Cuando The Times inició una colecta y el embajador inglés en Turquía sugirió que con ese dinero se construyera una iglesia protestante, el periódico se rehusó y entregó el dinero a Nightingale, quien lo destinó para apoyar a los heridos. En las noches, escribía una carta tras otra a los funcionarios del Ministerio de Guerra para informar el estado de las cosas y pedir nuevos patrocinios. Luego, armada de una lámpara, iba de cama en cama a conversar con los soldados convalecientes. “¡Cómo reconforta verla pasar!”, murmuraban ellos.

En su libro Crimea, Orlando Figes señala que, a pesar de los esfuerzos de Nightingale, murieron 4 mil soldados en los hospitales de Scurati, “casi ninguno a consecuencia de heridas de combate”. El motivo fue que el barracón del hospital estaba sobre un pozo séptico y sus aguas negras se filtraban en el agua potable.
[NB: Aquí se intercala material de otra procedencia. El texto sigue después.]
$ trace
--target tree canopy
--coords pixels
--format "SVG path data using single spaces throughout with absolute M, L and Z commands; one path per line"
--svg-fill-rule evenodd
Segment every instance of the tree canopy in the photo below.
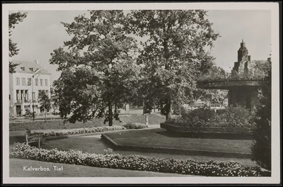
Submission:
M 119 106 L 134 92 L 136 40 L 124 28 L 122 11 L 89 13 L 75 17 L 71 23 L 62 23 L 73 38 L 64 42 L 67 50 L 51 53 L 50 62 L 63 71 L 55 83 L 61 115 L 71 114 L 69 120 L 73 123 L 105 117 L 112 125 L 114 118 L 118 120 Z
M 9 35 L 9 57 L 11 57 L 14 55 L 18 54 L 19 49 L 17 48 L 17 44 L 13 42 L 11 39 L 11 36 L 12 35 L 12 29 L 15 28 L 16 25 L 18 24 L 20 22 L 22 22 L 24 18 L 27 16 L 26 12 L 16 12 L 11 13 L 8 15 L 8 35 Z M 11 62 L 9 62 L 9 72 L 14 73 L 14 69 L 17 66 L 17 64 L 13 64 Z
Cuando esto fue descubierto, las infecciones cesaron y se redujo la tasa de mortalidad de los soldados de un 40% a un 2%.

“Aunque su impacto ha sido sobreestimado (y la contribución de los oficiales médicos, asistentes y boticarios británicos prácticamente ignorada)”, concluye Figes, “no hay duda de que consiguió poner las cosas en marcha en el hospital principal de Scurati”. Quizás también se haya ignorado la participación de las hermanas de la caridad, del lado francés, y las innovaciones de Nikolái Pirogov, del ruso… pero nadie quita su sitio a Nightingale.
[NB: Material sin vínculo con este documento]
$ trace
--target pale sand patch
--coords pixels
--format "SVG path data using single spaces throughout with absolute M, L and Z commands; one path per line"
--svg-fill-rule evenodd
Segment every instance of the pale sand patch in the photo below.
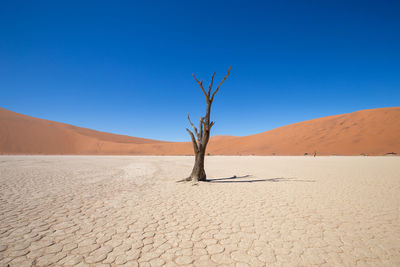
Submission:
M 400 158 L 192 161 L 1 156 L 0 266 L 400 265 Z

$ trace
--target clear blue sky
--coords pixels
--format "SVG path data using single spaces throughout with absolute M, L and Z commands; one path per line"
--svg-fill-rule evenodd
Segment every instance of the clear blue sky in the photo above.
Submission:
M 3 1 L 0 107 L 189 140 L 208 83 L 214 134 L 399 106 L 400 1 Z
Al terminar la guerra, regresó a Londres, se entrevistó con la reina Victoria e impulsó la creación de una Comisión para supervisar la salud en el ejército. Trabajó infatigablemente para remodelar cuarteles y hospitales, instalar en ellos agua potable, luz y calefacción. También exigió que se regulara la intendencia a través de un código administrativo y que se inauguraran cafeterías, gimnasios y talleres de lectura. El cuidado que debía brindarse a los pacientes debía ser completo. Holístico, diríamos hoy.

Su proyecto más importante fue la Escuela de Enfermería en el Hospital St. Thomas, que fue el que la convirtió en fundadora de la enfermería como una disciplina cualificada: como una profesión, vaya. Sus Notas sobre hospitales son un ejercicio pionero en las estadísticas de salud.
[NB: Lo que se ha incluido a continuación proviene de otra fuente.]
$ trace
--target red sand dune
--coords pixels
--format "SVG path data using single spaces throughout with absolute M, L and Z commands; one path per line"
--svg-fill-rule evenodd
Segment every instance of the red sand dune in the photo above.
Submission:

A raíz de la brucelosis que contrajo en Crimea, enfermedad que le provocaba fiebres y debilidad extrema, los últimos años de su vida los pasó recluida en su casa de Londres, casi siempre postrada en cama. Ahí recibía a políticos, científicos, militares, artistas y miembros de la nobleza. Aunque acabó ciega, siguió dictando cartas e impartiendo instrucciones hasta el último día de su vida.